The UK’s response to coronavirus has come in for widespread criticism recently after health secretary Matt Hancock distanced the government from the so-called “herd immunity” strategy that was discussed by chief scientific adviser Vallance last week. Hancock appeared to contradict Vallance, insisting, “Herd immunity is not our goal or policy”.

The herd immunity theory for COVID-19, which says that if a large number of people develop immunity to the virus, it will eventually stop spreading, has been widely contested. “We probably don’t know enough about coronavirus yet to talk about herd immunity. We don’t know enough about re-infection rates. So herd immunity was a bit of a red herring,” Glover said.

Following criticism of the UK government's communications, prime minister Boris Johnson, has begun to hold a daily press briefing. On Monday, Johnson said people in the UK should now stop "nonessential contact" and avoid pubs, clubs and cinemas to slow the spread of the coronavirus.
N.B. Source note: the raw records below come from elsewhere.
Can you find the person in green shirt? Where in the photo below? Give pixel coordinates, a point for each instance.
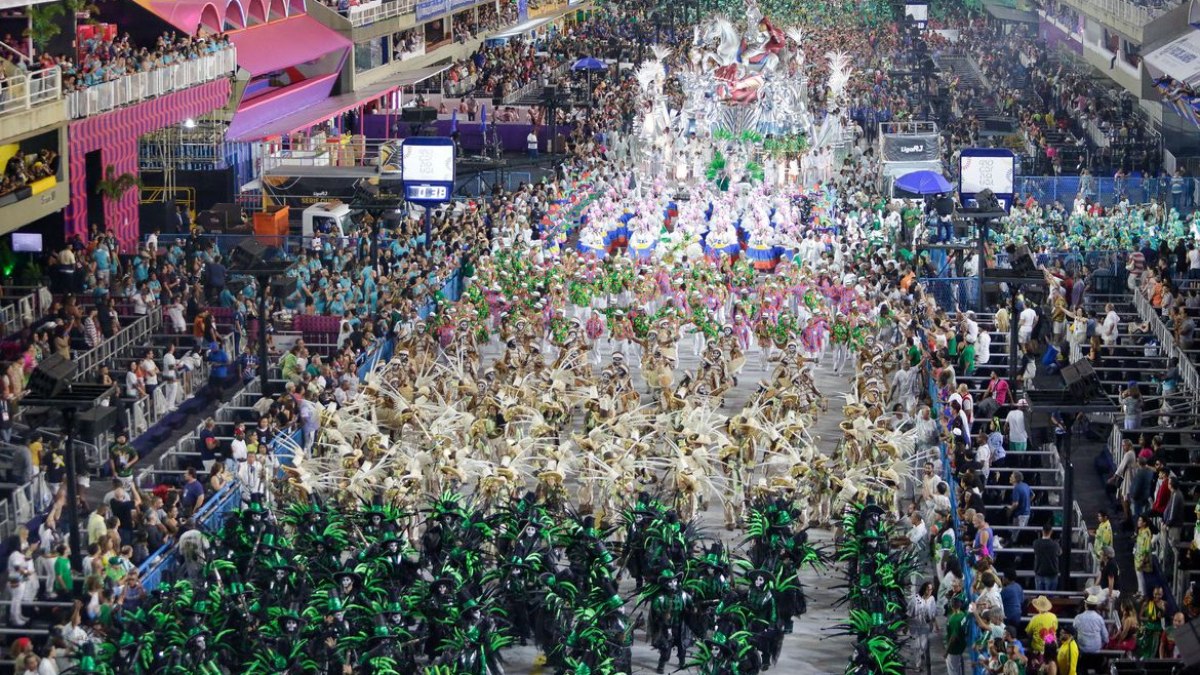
(121, 458)
(64, 581)
(955, 638)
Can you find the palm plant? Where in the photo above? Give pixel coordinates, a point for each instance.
(113, 186)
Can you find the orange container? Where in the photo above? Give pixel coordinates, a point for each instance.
(271, 225)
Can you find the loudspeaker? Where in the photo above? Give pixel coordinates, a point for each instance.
(987, 201)
(1187, 640)
(1081, 380)
(419, 114)
(51, 377)
(1023, 260)
(249, 255)
(283, 286)
(96, 422)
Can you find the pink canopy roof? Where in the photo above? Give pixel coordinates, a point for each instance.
(288, 42)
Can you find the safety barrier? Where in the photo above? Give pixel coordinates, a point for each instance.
(1108, 191)
(208, 519)
(137, 332)
(148, 84)
(24, 309)
(27, 90)
(147, 411)
(378, 11)
(960, 550)
(952, 292)
(1167, 339)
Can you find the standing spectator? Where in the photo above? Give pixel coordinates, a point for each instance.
(193, 494)
(1014, 425)
(209, 443)
(532, 144)
(1132, 405)
(955, 639)
(1092, 634)
(1110, 574)
(1012, 597)
(171, 377)
(1047, 553)
(1043, 625)
(1143, 488)
(1144, 551)
(1068, 651)
(922, 620)
(150, 372)
(1021, 500)
(238, 452)
(121, 459)
(96, 526)
(123, 506)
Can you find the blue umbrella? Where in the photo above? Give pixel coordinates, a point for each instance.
(923, 183)
(589, 64)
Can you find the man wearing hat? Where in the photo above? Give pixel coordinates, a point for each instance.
(1068, 651)
(1015, 429)
(1091, 633)
(1044, 625)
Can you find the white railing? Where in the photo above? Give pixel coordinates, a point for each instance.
(1149, 315)
(22, 506)
(1123, 10)
(24, 91)
(138, 87)
(132, 334)
(377, 11)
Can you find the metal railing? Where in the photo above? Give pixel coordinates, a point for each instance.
(24, 91)
(132, 334)
(138, 87)
(147, 411)
(208, 519)
(379, 11)
(1123, 10)
(21, 506)
(1108, 191)
(19, 311)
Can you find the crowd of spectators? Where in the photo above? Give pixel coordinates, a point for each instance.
(103, 60)
(23, 169)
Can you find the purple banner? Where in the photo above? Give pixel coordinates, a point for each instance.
(471, 137)
(1057, 37)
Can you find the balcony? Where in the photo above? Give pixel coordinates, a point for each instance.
(1143, 21)
(41, 192)
(378, 11)
(138, 87)
(30, 102)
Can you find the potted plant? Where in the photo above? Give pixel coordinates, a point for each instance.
(113, 186)
(45, 24)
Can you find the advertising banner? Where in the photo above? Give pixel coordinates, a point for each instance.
(910, 148)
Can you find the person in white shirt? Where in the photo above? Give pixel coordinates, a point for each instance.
(175, 314)
(139, 304)
(971, 327)
(983, 455)
(1025, 324)
(238, 451)
(133, 384)
(253, 475)
(1110, 328)
(171, 377)
(1014, 425)
(150, 371)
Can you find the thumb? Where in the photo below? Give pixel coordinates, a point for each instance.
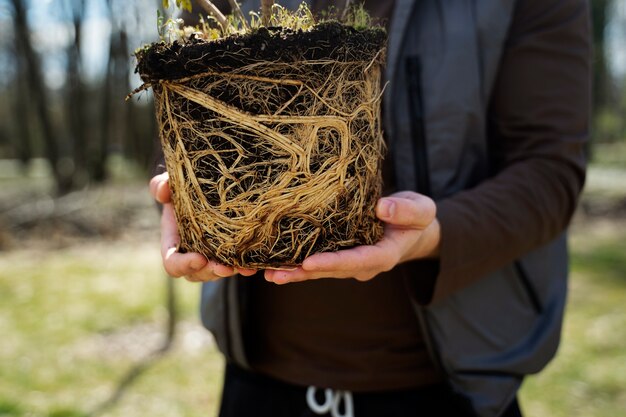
(410, 210)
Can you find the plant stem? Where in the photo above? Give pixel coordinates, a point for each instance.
(211, 8)
(237, 11)
(344, 13)
(266, 11)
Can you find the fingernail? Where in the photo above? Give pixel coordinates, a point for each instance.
(387, 208)
(196, 265)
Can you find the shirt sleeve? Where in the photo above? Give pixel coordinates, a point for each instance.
(538, 123)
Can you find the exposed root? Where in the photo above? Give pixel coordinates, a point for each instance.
(274, 161)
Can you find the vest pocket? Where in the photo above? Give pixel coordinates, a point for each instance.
(533, 297)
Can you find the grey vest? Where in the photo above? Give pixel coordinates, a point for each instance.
(442, 60)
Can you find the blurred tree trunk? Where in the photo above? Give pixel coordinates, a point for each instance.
(22, 141)
(75, 105)
(39, 97)
(599, 12)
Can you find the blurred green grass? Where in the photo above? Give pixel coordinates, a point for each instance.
(75, 319)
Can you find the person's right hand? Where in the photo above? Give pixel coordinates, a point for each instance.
(193, 266)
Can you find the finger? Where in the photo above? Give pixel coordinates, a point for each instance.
(351, 262)
(410, 210)
(294, 275)
(181, 264)
(246, 272)
(176, 264)
(155, 181)
(160, 188)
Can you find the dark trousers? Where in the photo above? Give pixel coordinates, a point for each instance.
(246, 394)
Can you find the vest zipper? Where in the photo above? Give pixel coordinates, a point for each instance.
(413, 68)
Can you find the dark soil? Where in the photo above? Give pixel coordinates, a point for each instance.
(328, 40)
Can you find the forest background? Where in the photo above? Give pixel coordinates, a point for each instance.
(90, 324)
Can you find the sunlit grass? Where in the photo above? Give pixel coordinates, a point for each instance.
(75, 320)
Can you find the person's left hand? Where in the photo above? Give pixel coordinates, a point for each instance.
(411, 232)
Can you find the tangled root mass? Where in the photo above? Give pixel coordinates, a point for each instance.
(272, 141)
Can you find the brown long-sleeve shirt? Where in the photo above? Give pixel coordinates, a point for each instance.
(364, 336)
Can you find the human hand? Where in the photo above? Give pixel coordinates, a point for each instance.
(411, 232)
(193, 266)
Vallance said school closures could be introduced in the coming weeks (this policy has already been introduced in countries including Ireland and Belgium).
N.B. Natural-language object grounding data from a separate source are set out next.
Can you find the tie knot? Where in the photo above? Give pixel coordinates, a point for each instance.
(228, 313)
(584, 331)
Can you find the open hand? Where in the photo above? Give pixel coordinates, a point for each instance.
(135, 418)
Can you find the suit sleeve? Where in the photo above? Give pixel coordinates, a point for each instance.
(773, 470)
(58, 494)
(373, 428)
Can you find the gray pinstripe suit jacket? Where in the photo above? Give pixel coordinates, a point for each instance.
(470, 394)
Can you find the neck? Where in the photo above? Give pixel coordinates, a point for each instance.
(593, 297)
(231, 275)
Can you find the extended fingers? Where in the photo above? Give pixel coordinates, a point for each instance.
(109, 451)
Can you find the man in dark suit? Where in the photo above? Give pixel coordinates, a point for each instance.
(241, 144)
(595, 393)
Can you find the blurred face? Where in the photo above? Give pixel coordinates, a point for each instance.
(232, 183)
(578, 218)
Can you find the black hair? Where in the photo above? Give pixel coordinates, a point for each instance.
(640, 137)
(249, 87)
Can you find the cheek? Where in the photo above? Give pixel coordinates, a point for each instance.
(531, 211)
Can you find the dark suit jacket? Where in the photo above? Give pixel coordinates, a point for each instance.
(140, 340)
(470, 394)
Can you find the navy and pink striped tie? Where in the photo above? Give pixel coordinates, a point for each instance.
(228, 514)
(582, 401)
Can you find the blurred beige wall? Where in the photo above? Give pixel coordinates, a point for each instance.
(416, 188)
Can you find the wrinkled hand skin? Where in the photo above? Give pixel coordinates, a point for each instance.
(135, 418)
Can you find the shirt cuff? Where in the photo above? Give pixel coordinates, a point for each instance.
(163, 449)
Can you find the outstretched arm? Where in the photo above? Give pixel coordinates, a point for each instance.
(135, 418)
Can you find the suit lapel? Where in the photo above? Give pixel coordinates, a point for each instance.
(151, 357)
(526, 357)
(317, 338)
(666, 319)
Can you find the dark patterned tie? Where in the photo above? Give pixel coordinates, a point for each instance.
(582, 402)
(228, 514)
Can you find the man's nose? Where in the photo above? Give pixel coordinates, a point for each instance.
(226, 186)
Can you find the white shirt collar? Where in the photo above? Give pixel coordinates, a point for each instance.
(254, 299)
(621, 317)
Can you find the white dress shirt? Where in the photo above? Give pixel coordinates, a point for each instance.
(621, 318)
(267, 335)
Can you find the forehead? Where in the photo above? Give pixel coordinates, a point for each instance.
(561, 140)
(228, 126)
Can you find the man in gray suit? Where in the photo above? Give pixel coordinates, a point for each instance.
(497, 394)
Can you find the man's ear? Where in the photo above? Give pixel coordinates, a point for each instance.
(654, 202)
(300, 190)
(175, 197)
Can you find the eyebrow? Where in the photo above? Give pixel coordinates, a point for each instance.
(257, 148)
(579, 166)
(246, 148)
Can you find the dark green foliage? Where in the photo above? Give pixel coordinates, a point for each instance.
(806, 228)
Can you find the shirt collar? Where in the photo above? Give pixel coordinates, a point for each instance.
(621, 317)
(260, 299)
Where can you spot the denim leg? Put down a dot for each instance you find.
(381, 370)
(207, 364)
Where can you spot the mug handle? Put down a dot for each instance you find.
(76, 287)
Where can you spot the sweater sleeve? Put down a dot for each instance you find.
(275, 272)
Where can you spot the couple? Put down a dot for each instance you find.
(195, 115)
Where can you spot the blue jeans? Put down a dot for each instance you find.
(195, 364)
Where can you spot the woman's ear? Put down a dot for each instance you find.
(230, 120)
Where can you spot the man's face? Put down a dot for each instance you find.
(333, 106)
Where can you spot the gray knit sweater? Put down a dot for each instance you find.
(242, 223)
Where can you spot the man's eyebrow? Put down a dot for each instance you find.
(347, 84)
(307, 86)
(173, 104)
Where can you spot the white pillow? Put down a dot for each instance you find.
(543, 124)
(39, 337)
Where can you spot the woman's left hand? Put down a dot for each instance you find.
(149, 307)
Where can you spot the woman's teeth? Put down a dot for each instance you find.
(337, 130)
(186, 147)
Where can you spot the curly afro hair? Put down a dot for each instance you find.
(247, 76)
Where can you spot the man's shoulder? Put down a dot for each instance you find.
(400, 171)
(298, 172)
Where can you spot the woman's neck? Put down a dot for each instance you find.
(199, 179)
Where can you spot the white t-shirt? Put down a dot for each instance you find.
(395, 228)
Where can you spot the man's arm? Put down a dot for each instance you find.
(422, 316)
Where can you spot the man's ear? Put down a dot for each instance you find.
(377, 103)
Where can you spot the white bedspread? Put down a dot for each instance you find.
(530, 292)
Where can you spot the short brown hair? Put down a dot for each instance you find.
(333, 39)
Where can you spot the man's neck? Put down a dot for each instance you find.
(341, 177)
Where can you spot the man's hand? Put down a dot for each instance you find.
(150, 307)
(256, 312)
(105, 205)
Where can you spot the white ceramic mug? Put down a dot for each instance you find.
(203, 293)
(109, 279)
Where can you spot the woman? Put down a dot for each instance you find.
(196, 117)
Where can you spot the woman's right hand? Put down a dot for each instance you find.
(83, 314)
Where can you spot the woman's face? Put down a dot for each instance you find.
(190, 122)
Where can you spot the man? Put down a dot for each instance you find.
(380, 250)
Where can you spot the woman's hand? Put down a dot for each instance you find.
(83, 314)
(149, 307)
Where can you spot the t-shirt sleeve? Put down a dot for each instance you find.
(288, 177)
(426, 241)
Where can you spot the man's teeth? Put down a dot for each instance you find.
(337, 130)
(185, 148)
“You need the highest level of discipline to have extremely tight communication coming out. We’ve been lacking that a bit recently. It’s a failure of the translation of advice,” Glover said.

She backs calls by scientists to open up the models on which the government is relying to greater scrutiny.
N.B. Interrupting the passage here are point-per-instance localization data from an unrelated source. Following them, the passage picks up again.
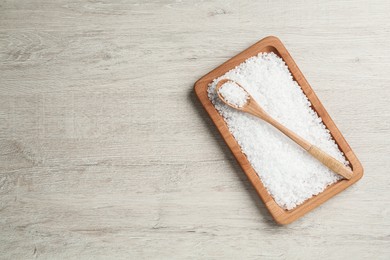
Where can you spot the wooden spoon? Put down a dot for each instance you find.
(253, 108)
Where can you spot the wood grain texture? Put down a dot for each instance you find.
(106, 153)
(281, 216)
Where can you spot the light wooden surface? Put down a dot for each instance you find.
(281, 216)
(106, 153)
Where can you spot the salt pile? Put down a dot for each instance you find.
(233, 94)
(288, 172)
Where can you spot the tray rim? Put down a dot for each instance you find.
(280, 215)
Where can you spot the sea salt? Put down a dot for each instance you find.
(289, 173)
(233, 94)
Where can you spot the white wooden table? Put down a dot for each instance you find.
(106, 153)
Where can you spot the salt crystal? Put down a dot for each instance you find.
(289, 173)
(233, 94)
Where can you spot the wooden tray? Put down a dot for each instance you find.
(281, 216)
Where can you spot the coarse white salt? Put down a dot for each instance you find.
(288, 172)
(233, 94)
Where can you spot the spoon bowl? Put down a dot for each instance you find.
(253, 108)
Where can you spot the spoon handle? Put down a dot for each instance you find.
(330, 162)
(316, 152)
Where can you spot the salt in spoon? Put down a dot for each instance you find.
(253, 108)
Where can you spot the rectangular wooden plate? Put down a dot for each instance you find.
(281, 216)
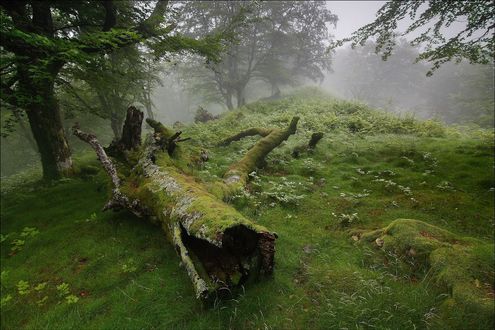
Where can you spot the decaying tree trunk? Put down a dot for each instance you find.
(218, 246)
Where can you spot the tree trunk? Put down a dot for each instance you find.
(45, 120)
(241, 98)
(220, 248)
(228, 101)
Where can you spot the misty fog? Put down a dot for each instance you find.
(457, 93)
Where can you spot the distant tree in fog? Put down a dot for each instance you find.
(278, 42)
(362, 75)
(475, 42)
(107, 85)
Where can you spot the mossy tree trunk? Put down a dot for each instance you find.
(219, 247)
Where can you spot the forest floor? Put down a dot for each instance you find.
(66, 264)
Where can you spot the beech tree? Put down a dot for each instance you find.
(39, 38)
(108, 85)
(278, 42)
(474, 42)
(220, 248)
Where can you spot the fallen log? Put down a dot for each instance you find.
(219, 247)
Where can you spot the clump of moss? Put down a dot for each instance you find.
(462, 266)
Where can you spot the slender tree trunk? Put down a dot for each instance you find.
(241, 99)
(116, 124)
(228, 101)
(46, 125)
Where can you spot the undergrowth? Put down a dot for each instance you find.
(65, 264)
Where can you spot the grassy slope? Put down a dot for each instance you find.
(127, 276)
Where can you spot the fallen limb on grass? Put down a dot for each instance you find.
(218, 246)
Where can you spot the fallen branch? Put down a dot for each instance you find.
(238, 173)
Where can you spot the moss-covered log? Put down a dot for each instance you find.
(249, 132)
(219, 247)
(237, 175)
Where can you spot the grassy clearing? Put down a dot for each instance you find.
(75, 267)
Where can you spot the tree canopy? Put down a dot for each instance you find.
(474, 41)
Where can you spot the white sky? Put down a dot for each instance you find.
(352, 15)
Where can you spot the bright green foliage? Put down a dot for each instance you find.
(474, 42)
(23, 287)
(63, 289)
(322, 278)
(274, 42)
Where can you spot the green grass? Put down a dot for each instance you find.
(374, 165)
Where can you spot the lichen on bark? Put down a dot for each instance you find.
(219, 247)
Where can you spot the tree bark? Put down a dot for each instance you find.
(238, 173)
(220, 248)
(45, 121)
“All of us would welcome as much transparency as possible,” she said. “Opening up the models and their assumptions is a good step because we have a global community of scientists who work without animosity to get the best possible outcome for citizens,” she said.

What would an EU science adviser do?

COVID-19 has demonstrated that expertise and institutions matter, but Glover is unsure what role an EU chief science adviser would play in the emergency.

In 2012, Glover became the first – and so far only – chief scientific adviser to the European Commission. She stepped down from the role in 2014 after incurring the wrath of green groups with her defence of the science behind genetically modified crops.

Many scientists were deeply unhappy when the previous European Commission president, Jean-Claude Juncker, scrapped the position, replacing it with seven scientists in a Scientific Advice Mechanism. The body has not spoken on COVID-19.

“Had I been there, I would have been trying to work across all our networks. I would also have been communicating with the president as much as possible,” Glover said.  

Convening the world’s science advisers over videoconference is another step Glover would have considered. “There is an existing network and I think it’s very powerful. I’m very proud of setting it up,” she said.

But overall, Glover says she’s not sure the role would have been highly valued right now.

“If I was there during this time, I don’t know if there would be huge value in my announcements. Individual member states are dealing with things themselves and are not looking at Brussels; I wouldn’t understand the local conditions in the member states either,” she said.

“So in some ways it could have been seen as grandstanding and not helpful; you don’t want to add to the noise if it doesn’t feel valuable,” she said.

Glover’s background is in molecular and cell biology, with her research exploring at a molecular level the way diseases like Alzheimer's and Parkinson's physically affect our bodies.

She’s optimistic we’ll see a COVID-19 vaccine, but is less certain about when. “You don’t want to forgo trials. You’d need to also think about a strategy for delivering the vaccine – the scale is so massive,” she said.

In the meantime, she says we’ll all have to get creative to stretch out our new, limited lifestyles.

“I do believe we’re irrepressibly imaginative. We’ll have drinks with friends over Skype or via Facetime. My garden is going to get more attention than ever before too,” said Glover.